Les bûchers et la persécution des sorcières à la Renaissance sont l’autre visage de l’humanisme naissant, de l’émergence d’un idéal universel d’Homme. La barbarie apparaît comme la sœur jumelle d’une Raison qui commence à prendre conscience de sa force et à se transformer en outil de domination. Émancipation et violence persécutrice avancent inséparables, enlacées dans une danse endiablée dont l’issue demeure incertaine.
Dans Le Corps du diable, Esther Cohen inscrit les sorcières parmi les vaincus de l’histoire, en montrant la continuité tissée par l’Occident conquérant dans sa tendance à éradiquer les différentes figures de l’altérité qu’il rencontre successivement.

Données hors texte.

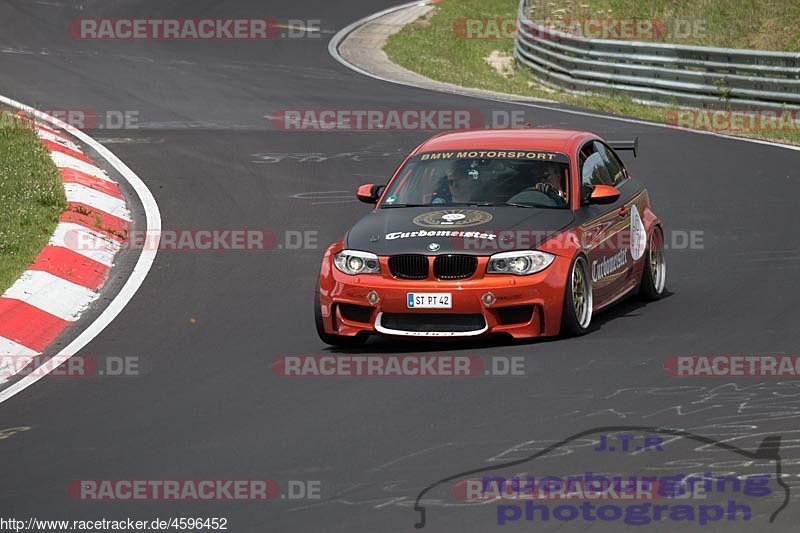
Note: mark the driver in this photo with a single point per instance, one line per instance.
(552, 184)
(457, 186)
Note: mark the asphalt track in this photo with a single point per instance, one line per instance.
(206, 325)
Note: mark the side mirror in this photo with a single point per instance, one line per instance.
(369, 193)
(604, 194)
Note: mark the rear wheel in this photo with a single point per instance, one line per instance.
(328, 338)
(654, 275)
(577, 314)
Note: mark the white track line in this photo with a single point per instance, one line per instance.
(336, 40)
(47, 136)
(140, 270)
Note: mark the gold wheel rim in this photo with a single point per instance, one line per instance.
(581, 299)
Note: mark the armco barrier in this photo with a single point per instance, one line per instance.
(656, 72)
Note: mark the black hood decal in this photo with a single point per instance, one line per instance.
(438, 230)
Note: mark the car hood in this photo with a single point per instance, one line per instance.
(473, 231)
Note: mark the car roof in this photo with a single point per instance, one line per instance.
(549, 139)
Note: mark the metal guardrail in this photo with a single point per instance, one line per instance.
(660, 73)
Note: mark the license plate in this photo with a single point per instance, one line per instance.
(429, 300)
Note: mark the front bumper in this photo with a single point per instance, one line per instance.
(523, 306)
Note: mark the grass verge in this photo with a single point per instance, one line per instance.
(31, 197)
(433, 47)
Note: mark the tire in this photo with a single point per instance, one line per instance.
(576, 318)
(328, 338)
(654, 273)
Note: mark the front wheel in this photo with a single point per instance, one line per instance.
(328, 338)
(654, 275)
(577, 315)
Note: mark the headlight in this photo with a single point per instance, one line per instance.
(519, 263)
(354, 262)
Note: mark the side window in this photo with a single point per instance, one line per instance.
(593, 169)
(616, 170)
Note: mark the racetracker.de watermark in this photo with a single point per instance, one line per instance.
(82, 119)
(394, 119)
(744, 365)
(192, 29)
(193, 489)
(734, 121)
(77, 366)
(397, 366)
(596, 28)
(202, 240)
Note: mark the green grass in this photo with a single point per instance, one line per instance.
(31, 198)
(433, 48)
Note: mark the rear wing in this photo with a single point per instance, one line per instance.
(626, 145)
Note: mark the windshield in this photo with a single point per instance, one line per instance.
(490, 178)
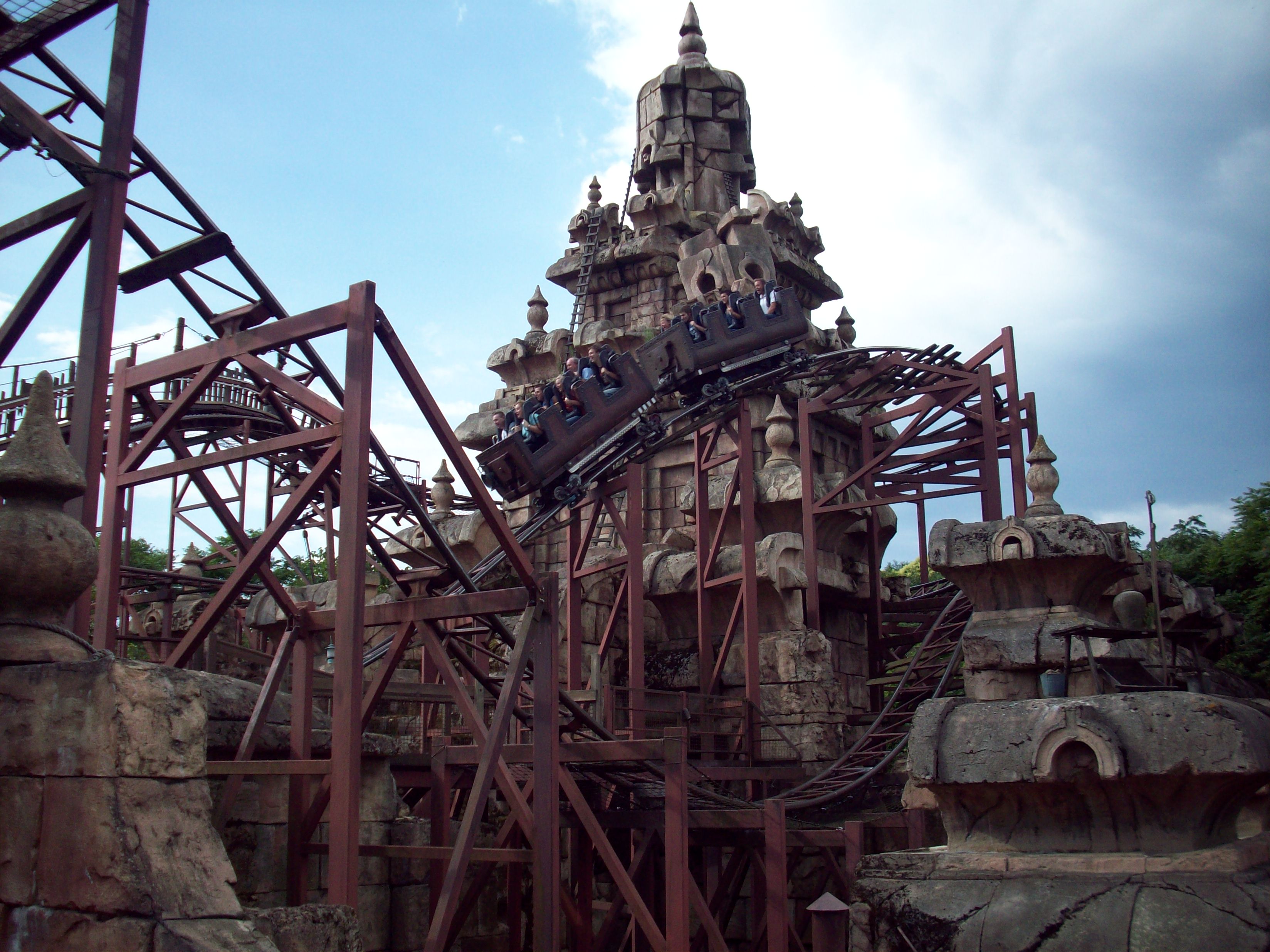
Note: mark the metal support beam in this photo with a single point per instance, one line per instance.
(546, 779)
(110, 196)
(346, 742)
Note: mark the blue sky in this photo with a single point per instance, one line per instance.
(1094, 174)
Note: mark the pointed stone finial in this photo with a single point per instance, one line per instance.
(846, 325)
(47, 559)
(538, 314)
(692, 47)
(779, 436)
(37, 461)
(1042, 479)
(192, 563)
(443, 492)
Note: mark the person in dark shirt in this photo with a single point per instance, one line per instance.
(602, 360)
(733, 314)
(569, 381)
(501, 429)
(766, 295)
(531, 429)
(689, 315)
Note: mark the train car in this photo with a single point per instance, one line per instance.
(674, 359)
(515, 470)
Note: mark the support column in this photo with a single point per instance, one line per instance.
(546, 781)
(675, 753)
(991, 497)
(573, 602)
(774, 876)
(346, 743)
(440, 799)
(635, 593)
(582, 874)
(748, 544)
(702, 502)
(811, 564)
(101, 283)
(301, 749)
(113, 518)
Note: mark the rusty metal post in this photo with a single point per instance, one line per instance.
(635, 593)
(991, 498)
(582, 876)
(775, 876)
(828, 925)
(546, 775)
(676, 858)
(110, 194)
(1018, 451)
(573, 602)
(915, 823)
(301, 749)
(748, 544)
(112, 521)
(702, 503)
(346, 743)
(515, 900)
(811, 563)
(854, 835)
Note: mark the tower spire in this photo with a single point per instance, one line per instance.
(692, 47)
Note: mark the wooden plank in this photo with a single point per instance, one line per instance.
(248, 451)
(479, 855)
(42, 219)
(572, 753)
(617, 870)
(266, 768)
(272, 334)
(432, 608)
(438, 929)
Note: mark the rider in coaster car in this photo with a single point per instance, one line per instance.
(501, 429)
(569, 381)
(689, 314)
(529, 412)
(604, 359)
(766, 295)
(733, 314)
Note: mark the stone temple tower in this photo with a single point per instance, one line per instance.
(694, 132)
(696, 221)
(695, 224)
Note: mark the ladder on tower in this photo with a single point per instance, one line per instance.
(588, 261)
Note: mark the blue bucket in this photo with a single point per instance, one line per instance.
(1053, 685)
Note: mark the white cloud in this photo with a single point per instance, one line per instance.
(59, 343)
(510, 136)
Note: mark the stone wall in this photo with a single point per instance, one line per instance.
(107, 841)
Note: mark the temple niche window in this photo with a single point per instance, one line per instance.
(618, 313)
(830, 451)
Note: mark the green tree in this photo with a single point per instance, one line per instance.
(143, 555)
(1236, 565)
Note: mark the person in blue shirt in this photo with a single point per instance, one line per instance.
(766, 295)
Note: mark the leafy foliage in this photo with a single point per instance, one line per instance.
(143, 555)
(909, 570)
(1237, 567)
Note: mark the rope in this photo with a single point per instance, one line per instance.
(627, 201)
(56, 630)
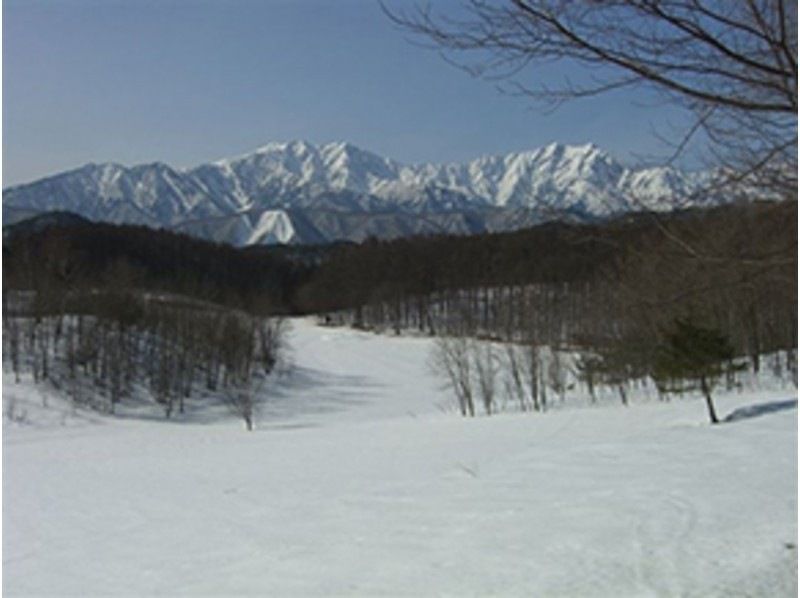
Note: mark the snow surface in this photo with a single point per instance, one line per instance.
(361, 480)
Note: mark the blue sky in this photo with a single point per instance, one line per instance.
(188, 81)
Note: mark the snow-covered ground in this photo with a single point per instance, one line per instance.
(360, 481)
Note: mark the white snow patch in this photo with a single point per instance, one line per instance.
(357, 483)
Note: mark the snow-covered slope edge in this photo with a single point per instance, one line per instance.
(354, 483)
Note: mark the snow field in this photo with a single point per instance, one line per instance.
(357, 481)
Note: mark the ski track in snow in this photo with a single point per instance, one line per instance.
(357, 483)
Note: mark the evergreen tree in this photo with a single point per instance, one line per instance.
(693, 354)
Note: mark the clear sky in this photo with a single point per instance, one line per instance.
(189, 81)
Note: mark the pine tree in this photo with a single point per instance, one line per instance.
(694, 354)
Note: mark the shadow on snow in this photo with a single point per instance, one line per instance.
(760, 409)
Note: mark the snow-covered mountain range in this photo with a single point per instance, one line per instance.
(297, 192)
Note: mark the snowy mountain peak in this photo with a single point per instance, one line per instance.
(296, 191)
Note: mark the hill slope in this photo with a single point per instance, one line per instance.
(357, 484)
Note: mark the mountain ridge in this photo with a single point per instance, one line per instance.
(342, 192)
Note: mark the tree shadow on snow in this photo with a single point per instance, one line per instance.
(760, 409)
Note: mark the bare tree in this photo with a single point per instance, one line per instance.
(731, 65)
(451, 356)
(485, 361)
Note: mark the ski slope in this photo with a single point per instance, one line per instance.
(361, 480)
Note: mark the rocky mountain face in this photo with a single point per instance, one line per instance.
(298, 192)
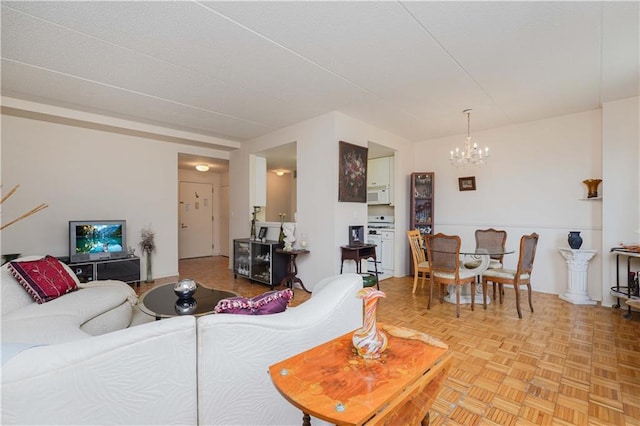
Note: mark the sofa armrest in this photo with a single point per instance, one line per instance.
(235, 352)
(140, 375)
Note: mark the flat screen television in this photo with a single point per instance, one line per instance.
(91, 240)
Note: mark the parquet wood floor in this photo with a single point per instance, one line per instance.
(563, 364)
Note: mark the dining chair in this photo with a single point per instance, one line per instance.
(518, 277)
(443, 252)
(492, 240)
(420, 263)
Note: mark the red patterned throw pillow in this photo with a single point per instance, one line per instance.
(44, 279)
(270, 302)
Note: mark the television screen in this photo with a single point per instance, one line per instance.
(93, 240)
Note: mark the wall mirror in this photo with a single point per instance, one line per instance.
(281, 182)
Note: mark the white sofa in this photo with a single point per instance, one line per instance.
(174, 371)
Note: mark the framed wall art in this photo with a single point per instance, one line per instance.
(262, 234)
(467, 183)
(352, 179)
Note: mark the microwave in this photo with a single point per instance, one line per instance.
(378, 195)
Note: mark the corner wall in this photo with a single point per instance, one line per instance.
(532, 182)
(621, 182)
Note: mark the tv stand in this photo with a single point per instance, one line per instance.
(126, 269)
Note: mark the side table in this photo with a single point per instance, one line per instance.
(333, 383)
(358, 254)
(292, 268)
(577, 262)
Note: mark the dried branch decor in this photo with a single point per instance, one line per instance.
(24, 216)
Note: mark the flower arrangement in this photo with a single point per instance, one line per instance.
(147, 242)
(282, 218)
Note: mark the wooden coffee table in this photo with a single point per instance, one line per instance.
(161, 302)
(333, 383)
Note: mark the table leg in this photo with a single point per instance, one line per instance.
(292, 272)
(306, 419)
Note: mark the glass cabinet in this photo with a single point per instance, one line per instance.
(258, 261)
(421, 210)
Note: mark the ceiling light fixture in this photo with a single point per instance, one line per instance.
(470, 154)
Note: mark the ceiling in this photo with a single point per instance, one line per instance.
(239, 70)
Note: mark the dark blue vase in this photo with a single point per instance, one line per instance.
(575, 240)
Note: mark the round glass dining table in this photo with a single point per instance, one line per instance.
(469, 256)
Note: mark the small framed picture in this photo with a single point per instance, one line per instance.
(467, 183)
(262, 234)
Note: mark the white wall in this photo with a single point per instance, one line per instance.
(215, 179)
(531, 183)
(621, 182)
(83, 173)
(279, 196)
(319, 214)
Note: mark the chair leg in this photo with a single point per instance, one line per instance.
(484, 294)
(515, 286)
(473, 295)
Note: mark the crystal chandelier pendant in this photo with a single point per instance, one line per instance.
(470, 154)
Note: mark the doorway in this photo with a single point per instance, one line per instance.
(195, 206)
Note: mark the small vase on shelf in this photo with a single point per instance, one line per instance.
(149, 269)
(592, 187)
(575, 240)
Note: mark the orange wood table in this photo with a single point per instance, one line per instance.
(333, 383)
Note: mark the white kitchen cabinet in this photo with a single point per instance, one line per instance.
(379, 171)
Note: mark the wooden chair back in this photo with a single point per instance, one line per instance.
(444, 252)
(417, 247)
(492, 240)
(528, 245)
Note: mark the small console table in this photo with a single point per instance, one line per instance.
(629, 292)
(292, 268)
(358, 254)
(332, 382)
(577, 263)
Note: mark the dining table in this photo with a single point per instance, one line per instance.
(469, 256)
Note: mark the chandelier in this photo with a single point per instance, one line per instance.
(470, 154)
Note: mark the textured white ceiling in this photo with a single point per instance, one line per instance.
(238, 70)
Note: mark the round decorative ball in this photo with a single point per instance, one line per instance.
(185, 288)
(186, 306)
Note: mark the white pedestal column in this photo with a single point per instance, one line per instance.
(577, 263)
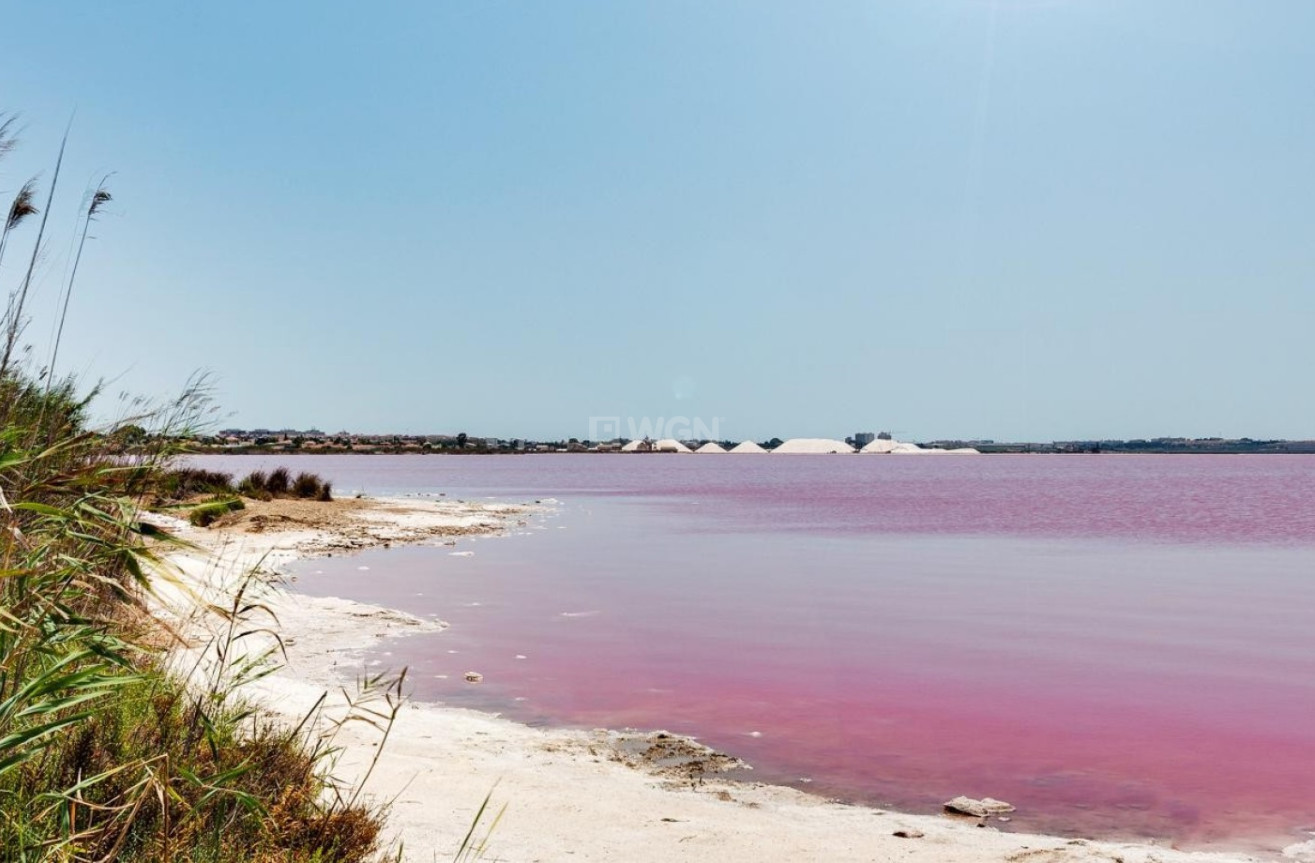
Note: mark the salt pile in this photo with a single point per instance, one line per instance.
(898, 447)
(813, 446)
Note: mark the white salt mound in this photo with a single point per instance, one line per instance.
(813, 446)
(900, 447)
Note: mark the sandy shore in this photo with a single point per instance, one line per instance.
(568, 795)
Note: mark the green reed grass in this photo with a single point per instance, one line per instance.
(104, 754)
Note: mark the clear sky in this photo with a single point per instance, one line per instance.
(1010, 220)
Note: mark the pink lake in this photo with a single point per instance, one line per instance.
(1121, 646)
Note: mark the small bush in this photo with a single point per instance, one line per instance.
(278, 482)
(186, 482)
(207, 513)
(253, 486)
(307, 486)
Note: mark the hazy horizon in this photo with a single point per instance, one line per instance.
(944, 219)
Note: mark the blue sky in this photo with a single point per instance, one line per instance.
(1011, 220)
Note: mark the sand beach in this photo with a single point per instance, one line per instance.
(583, 795)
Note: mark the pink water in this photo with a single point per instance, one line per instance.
(1118, 645)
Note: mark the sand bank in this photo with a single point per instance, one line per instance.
(568, 795)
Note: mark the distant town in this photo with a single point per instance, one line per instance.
(313, 441)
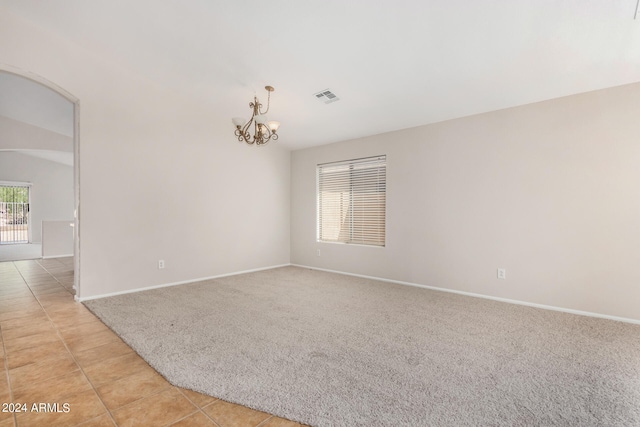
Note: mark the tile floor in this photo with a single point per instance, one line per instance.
(54, 351)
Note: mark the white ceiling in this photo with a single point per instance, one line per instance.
(29, 102)
(393, 63)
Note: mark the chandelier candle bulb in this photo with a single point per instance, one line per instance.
(263, 131)
(273, 125)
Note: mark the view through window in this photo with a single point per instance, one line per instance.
(14, 214)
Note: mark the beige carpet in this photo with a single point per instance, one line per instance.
(333, 350)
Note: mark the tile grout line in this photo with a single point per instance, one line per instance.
(197, 406)
(6, 358)
(68, 350)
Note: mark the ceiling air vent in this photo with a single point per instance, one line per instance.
(326, 96)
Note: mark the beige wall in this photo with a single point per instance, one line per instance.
(549, 191)
(51, 192)
(161, 175)
(18, 135)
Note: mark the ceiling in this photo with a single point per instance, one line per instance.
(29, 102)
(393, 64)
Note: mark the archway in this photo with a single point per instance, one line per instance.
(76, 159)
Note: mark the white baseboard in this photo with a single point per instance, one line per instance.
(471, 294)
(166, 285)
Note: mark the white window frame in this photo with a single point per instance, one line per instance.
(351, 201)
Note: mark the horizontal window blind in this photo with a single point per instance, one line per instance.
(352, 201)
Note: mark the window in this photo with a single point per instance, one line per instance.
(352, 201)
(14, 213)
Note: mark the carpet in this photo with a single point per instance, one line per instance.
(326, 349)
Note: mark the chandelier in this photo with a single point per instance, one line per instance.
(263, 131)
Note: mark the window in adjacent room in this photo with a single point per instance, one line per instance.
(352, 201)
(14, 213)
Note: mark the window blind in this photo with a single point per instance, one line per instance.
(352, 201)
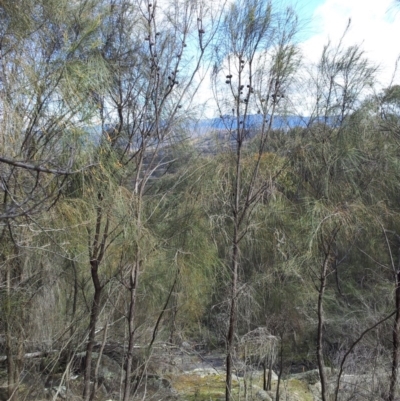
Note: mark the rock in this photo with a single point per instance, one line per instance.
(311, 376)
(263, 395)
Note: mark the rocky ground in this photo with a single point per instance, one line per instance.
(184, 374)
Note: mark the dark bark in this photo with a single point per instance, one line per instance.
(131, 328)
(396, 342)
(320, 354)
(94, 314)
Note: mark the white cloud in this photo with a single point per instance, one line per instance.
(374, 24)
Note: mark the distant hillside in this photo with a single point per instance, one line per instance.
(229, 122)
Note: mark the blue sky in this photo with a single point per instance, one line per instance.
(375, 25)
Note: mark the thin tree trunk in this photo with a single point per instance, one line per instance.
(320, 354)
(232, 318)
(396, 343)
(94, 314)
(131, 329)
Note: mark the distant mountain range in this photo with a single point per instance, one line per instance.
(229, 122)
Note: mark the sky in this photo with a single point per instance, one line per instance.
(375, 25)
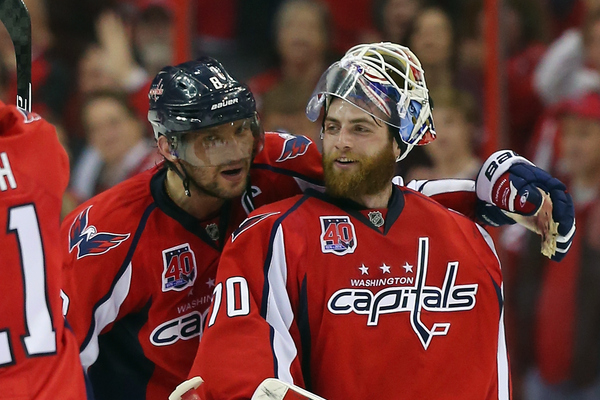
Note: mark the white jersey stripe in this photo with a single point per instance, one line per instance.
(431, 188)
(105, 314)
(303, 185)
(502, 359)
(279, 310)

Incarnés par les sorcières ou les Indiens du Nouveau Monde, les noirs ou les juifs, les femmes ou les homosexuels, les outsiders se heurtèrent à une même norme, aux mêmes pratiques de déculturation, de stigmatisation, d’extermination.
Figures complexes et paradoxales, les sorcières incarnent, en tant que femmes, tous les fantasmes de transgression sexuelle, de satisfaction d’un désir immodérée et de défi aux normes morales fixées par le pouvoir. En même temps, elles incarnent le stéréotype d’une altérité négative et apparaissent comme des êtres monstrueux, difformes, horribles, plus proches de la bête que de l’humain.
Le corps des sorcières préfigure le corps difforme du juif dessiné par une vaste littérature antisémite. La sorcière de la Renaissance ainsi que le juif moderne, victimes respectivement de l’Inquisition et de l’antisémitisme, brûlés sur les bûchers ou dans les fours crématoires, expriment deux formes d’altérité stigmatisée qui s’inscrivent dans un même code culturel de légitimation négative du pouvoir.
Dans le sillage d’Adorno et Horkheimer, Esther Cohen montre de manière très convaincante que la « dialectique de la Raison » commence à produire des outsiders bien avant le XIXe siècle. Son livre nous aide à découvrir les origines de cette articulation singulière entre culture et barbarie, en élaborant une véritable dialectique de la Renaissance. Sacrifiées sur les bûchers au nom de la culture, de la religion et de la morale, les corps flétris des sorcières sont l’autre visage de l’humanisme, autrement dit de l’émergence d’un idéal universel d’Homme. Émancipation et violence persécutrice avancent inséparables, enlacées dans une danse endiablée dont l’issue demeure imprévisible.
En rappelant les mots de Walter Benjamin, selon lequel il n’y a pas de document de culture qui ne soit pas en même temps un document de barbarie, Esther Cohen, dans Le Corps du diable, nous aide à interpréter les sorcières non seulement comme figures du passé m ais aussi comme archétype contemporain.